The ability to account for spin is crucial in simulating many systems. The most basic version of spin-dependent DFT calculation is collinear spin DFT. In collinear spin DFT, the spin-up and spin-down components are only coupled through the Hartree equation and exchange-correlation functional. It follows that the the Kohn-Sham Hamiltonian for the spin-up and spin-down wavefunctions can be diagonalized independently in a given self-consistent step. This alleviates the computational burden of diagonalization in addition to accelerating overall convergence due to constraint on spin directions. In this section, we show how to perform collinear spin calculation using the example of iron.

# 18.2. Example: iron

Here is the input file for the self-consistent calculation. In this example, we let RESCU decide of the physical parameters based on the pseudo-potential file Fe_TM_LDA.mat. It will use the most accurate parameters by default. In the present case, this means Kleinmann-Bylander projectors up to \(L=3\) and a double-zeta polarized atomic orbital basis to initialize the subspace. Iron adopts a perfect body-centered cubic geometry. We use the LDA for a DFT and use fast Fourier transforms for differentiation. The computation is rather costly since the pseudo-potential is hard, and hence it requires a higher resolution then says silicon, the complexity of its bands requires a fine Monkhorst-Pack grid and there is an additional spin components. To reduce the computational cost, we use all available symmetries setting symmetry.spacesymmetry to true.
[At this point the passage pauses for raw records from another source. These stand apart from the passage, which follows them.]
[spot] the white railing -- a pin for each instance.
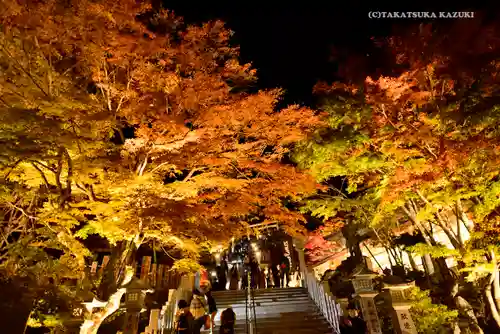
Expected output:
(324, 300)
(167, 314)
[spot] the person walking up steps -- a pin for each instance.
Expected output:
(227, 320)
(212, 307)
(184, 321)
(199, 310)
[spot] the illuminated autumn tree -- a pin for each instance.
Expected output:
(79, 73)
(424, 144)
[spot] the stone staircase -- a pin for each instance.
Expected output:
(278, 311)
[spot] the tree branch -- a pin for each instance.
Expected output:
(42, 174)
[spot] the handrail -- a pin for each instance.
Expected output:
(167, 314)
(323, 300)
(251, 319)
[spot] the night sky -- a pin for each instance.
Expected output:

Finally, we use the tetrahedron method with Blöchl correction to compute the electron populations.

```
info.calculationType = 'self-consistent'
info.savepath = 'results/fe_real_collin_scf';
element(1).species = 'Fe';
element(1).path = './Fe_TM_LDA.mat';
atom.xyz = [0 0 0];
atom.element = 1;
atom.magmom = 3;
domain.latvec = (ones(3)-2*eye(3))/2*5.332428795; % define atoms positions in angstrom
domain.lowres = 1/4;
functional.list = {'XC_LDA_X','XC_LDA_C_PW'};
mixing.type = 'density';
kpoint.gridn = [9,9,9];
kpoint.sampling = 'tetrahedron+blochl';
spin.type = 'collinear';
```

We describe the spin keywords below.

`atom.magmom`

this is the magnetization, in unit of Bohr magneton, of the initial density;`spin.type`

determines the spin description. The allowed values are degenerate, collinear and non-collinear. Degenerate is the default value and non-collinear will be discussed in another section.

By inspecting the output file, we can calculate a magnetic moment of 2.189 Bohr magnetons. The band structure is shown in Fig. 18.2.1. A splitting of roughly 2 eV is apparent, which is what we expect from the magnetic moment. Finally, we mention that this calculation could have been done using atomic orbitals just as well.